From a hardware point of view imo an ideal setup would be;- x64/ARM cores for normal processing
- SPU/ALU array on the same die as the above for steam style processing
- DX11+ class GPU for graphics processing
That way you get a decent mix of the various processing requirements you have in a game; I'm kinda hoping the next consoles pick up this sort of mix of hardware tbh.
I agree entirely. We're going to need traditional CPUs for branchy stuff and scalar processing, pretty much everything we do on SIMD units today could be mapped to something like an SPU, and a discrete GPU can be optimized around graphics problems specifically, while still being general enough (as it already is) to be called in as reinforcements on some parallel problems.

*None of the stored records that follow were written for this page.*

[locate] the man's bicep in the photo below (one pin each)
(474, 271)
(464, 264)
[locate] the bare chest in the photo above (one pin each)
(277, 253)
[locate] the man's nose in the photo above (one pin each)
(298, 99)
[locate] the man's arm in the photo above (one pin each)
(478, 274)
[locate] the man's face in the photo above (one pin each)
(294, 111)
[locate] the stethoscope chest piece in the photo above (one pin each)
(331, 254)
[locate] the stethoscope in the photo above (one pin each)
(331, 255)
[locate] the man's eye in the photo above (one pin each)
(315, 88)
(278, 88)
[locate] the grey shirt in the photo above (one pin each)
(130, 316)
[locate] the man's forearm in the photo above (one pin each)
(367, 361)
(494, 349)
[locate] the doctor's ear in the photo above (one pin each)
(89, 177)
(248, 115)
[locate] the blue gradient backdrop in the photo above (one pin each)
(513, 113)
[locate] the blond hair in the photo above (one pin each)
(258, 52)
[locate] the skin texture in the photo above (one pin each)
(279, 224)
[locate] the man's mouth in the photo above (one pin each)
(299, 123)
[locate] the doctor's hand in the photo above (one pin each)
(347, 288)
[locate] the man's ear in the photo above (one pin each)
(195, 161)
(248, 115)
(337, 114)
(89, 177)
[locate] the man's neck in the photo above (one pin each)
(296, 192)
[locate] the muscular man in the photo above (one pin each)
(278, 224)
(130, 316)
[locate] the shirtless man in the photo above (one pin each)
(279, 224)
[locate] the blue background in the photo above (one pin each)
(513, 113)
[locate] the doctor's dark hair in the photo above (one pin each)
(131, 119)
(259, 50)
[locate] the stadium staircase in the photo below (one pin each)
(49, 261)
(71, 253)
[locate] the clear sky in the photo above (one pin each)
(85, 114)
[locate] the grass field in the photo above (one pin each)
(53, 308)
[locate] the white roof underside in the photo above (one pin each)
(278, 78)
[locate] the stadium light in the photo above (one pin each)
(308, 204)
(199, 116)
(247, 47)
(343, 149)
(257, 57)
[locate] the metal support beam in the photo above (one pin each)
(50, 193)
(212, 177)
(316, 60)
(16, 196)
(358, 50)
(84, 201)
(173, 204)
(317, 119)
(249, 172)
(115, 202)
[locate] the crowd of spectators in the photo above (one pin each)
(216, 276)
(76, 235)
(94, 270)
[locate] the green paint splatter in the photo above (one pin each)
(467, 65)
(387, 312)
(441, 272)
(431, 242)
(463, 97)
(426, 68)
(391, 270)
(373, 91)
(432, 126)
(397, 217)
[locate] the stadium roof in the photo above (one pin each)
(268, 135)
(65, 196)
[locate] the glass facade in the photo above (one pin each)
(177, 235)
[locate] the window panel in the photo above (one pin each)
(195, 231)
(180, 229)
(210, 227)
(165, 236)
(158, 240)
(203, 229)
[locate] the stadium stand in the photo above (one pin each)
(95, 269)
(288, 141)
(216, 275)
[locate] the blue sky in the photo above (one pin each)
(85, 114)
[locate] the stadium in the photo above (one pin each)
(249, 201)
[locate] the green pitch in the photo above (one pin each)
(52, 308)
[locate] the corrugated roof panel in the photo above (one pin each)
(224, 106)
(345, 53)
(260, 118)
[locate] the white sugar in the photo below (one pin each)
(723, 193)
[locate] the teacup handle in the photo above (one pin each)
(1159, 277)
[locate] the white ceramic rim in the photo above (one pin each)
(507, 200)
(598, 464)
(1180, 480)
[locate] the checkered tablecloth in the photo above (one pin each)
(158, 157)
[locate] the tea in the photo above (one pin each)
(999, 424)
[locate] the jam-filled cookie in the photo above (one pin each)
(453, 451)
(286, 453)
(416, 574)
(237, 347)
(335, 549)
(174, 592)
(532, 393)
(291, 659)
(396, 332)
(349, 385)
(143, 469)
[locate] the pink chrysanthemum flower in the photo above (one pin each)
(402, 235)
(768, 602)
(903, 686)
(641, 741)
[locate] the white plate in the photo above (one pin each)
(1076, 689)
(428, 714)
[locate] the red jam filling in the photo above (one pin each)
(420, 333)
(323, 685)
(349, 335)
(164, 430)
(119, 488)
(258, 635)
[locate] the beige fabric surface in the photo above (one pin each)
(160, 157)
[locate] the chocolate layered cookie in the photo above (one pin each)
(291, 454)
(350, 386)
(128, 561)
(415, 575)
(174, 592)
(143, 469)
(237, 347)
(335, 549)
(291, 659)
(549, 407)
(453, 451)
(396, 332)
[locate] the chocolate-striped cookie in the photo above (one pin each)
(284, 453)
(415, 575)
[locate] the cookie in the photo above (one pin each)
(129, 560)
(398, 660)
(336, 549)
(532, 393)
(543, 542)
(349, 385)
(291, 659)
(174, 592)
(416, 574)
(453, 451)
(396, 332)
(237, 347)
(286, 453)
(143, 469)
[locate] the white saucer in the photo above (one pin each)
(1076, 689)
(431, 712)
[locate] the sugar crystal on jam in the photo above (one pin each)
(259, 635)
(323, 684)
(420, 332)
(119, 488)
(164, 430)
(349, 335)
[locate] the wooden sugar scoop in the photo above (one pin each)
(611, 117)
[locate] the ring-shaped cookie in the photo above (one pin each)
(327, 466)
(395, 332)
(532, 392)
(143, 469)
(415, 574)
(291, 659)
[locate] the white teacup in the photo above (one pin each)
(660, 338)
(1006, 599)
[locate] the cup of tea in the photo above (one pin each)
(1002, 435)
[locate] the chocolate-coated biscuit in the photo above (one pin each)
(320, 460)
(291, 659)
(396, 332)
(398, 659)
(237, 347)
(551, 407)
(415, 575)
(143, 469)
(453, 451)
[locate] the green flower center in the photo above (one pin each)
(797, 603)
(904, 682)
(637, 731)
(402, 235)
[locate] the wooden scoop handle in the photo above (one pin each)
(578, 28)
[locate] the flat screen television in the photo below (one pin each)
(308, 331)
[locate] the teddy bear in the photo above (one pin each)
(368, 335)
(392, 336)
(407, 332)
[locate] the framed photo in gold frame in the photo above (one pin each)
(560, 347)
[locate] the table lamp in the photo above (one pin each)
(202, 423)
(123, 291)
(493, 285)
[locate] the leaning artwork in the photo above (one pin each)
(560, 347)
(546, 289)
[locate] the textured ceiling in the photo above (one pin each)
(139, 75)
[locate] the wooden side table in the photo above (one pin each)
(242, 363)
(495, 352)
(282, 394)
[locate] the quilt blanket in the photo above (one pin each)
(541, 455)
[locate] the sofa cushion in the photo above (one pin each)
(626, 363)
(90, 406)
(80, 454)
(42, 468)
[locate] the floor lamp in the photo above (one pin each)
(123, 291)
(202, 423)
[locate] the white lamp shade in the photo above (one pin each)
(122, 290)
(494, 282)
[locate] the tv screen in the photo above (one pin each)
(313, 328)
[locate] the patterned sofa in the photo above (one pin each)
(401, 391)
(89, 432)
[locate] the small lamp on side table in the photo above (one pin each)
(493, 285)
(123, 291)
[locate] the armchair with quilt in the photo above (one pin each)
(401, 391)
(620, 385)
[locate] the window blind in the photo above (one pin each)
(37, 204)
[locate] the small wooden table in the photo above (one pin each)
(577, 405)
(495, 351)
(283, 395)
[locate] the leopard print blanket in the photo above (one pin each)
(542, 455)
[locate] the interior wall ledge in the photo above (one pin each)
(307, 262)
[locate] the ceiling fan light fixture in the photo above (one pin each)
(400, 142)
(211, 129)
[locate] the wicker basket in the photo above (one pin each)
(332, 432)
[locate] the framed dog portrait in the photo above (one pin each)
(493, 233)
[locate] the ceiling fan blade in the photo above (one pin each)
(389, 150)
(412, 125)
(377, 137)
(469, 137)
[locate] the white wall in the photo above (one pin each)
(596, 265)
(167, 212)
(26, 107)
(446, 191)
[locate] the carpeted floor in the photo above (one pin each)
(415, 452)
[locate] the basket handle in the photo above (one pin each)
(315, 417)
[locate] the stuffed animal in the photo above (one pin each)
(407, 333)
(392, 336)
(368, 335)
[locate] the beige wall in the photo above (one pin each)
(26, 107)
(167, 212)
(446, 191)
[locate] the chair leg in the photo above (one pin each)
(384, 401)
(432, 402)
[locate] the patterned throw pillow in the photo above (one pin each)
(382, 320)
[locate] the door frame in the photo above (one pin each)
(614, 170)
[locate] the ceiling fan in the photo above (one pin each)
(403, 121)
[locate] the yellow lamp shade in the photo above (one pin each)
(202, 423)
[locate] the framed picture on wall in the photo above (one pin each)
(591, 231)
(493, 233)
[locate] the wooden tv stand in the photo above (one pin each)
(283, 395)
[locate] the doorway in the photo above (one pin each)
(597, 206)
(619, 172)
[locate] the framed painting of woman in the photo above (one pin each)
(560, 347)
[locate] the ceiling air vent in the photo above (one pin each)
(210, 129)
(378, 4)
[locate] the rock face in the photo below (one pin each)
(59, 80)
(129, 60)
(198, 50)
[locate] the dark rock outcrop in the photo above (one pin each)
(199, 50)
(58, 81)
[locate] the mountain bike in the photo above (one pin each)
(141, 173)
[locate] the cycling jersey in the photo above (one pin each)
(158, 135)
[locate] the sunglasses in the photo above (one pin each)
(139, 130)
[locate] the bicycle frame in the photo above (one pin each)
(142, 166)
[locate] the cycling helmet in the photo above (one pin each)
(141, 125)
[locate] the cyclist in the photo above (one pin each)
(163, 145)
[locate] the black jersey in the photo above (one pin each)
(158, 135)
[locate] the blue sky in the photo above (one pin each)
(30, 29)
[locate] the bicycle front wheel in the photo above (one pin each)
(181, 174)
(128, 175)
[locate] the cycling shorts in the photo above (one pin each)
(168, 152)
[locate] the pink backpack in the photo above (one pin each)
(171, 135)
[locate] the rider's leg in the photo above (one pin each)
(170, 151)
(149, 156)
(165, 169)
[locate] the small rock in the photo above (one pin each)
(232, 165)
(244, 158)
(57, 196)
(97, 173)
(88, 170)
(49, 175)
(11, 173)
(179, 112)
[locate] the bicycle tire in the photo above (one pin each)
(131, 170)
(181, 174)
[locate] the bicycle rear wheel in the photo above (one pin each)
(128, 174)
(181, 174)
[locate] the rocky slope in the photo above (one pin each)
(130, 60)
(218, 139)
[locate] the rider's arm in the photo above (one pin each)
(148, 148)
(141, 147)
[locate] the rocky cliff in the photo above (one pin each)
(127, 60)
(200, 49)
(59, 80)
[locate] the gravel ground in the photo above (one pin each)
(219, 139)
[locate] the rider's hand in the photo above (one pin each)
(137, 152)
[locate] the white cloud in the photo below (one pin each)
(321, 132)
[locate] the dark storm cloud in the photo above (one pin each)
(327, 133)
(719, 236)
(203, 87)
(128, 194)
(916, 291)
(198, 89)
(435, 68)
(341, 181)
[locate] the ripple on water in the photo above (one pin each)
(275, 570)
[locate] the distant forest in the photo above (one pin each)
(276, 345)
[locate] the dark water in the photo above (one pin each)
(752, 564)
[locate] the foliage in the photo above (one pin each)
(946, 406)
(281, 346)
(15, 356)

I think the question in this set up is then, how much floating-point resources do CPUs have? Do they still have SIMD units? How about an FPU? If so, does each integer core get its own SIMD/FPU, or do we share between 2 or more integer cores like the newer SPARC cores and AMDs upcoming Bulldozer?
In my mind, you probably still need floating point on a per-core basis, but SIMD can probably be shared among 2-4 cores, if not eschewed entirely in favor of those SPU-like elements.
Give each CPU and SPU core their own cache, but put them on a shared cache at the highest level -- maybe let them DMA between lower-level caches -- and give them all explicit cache-control instructions. I think that would make for an awfully interesting architecture. Sans SIMD, you could probably double the number of CPU cores for a given area of die space.
8-16 ARM/x64/PPC cores, 8-32 "SPU" cores, plus a DX11-class GPU with 800 or so shader elements. Unified memory. Sign me up. I don't think its that far of a stretch to imagine something like that coming out of one of the console vendors next generation -- heck, its not much more than an updated mash-up of the PS3/360 anyhow.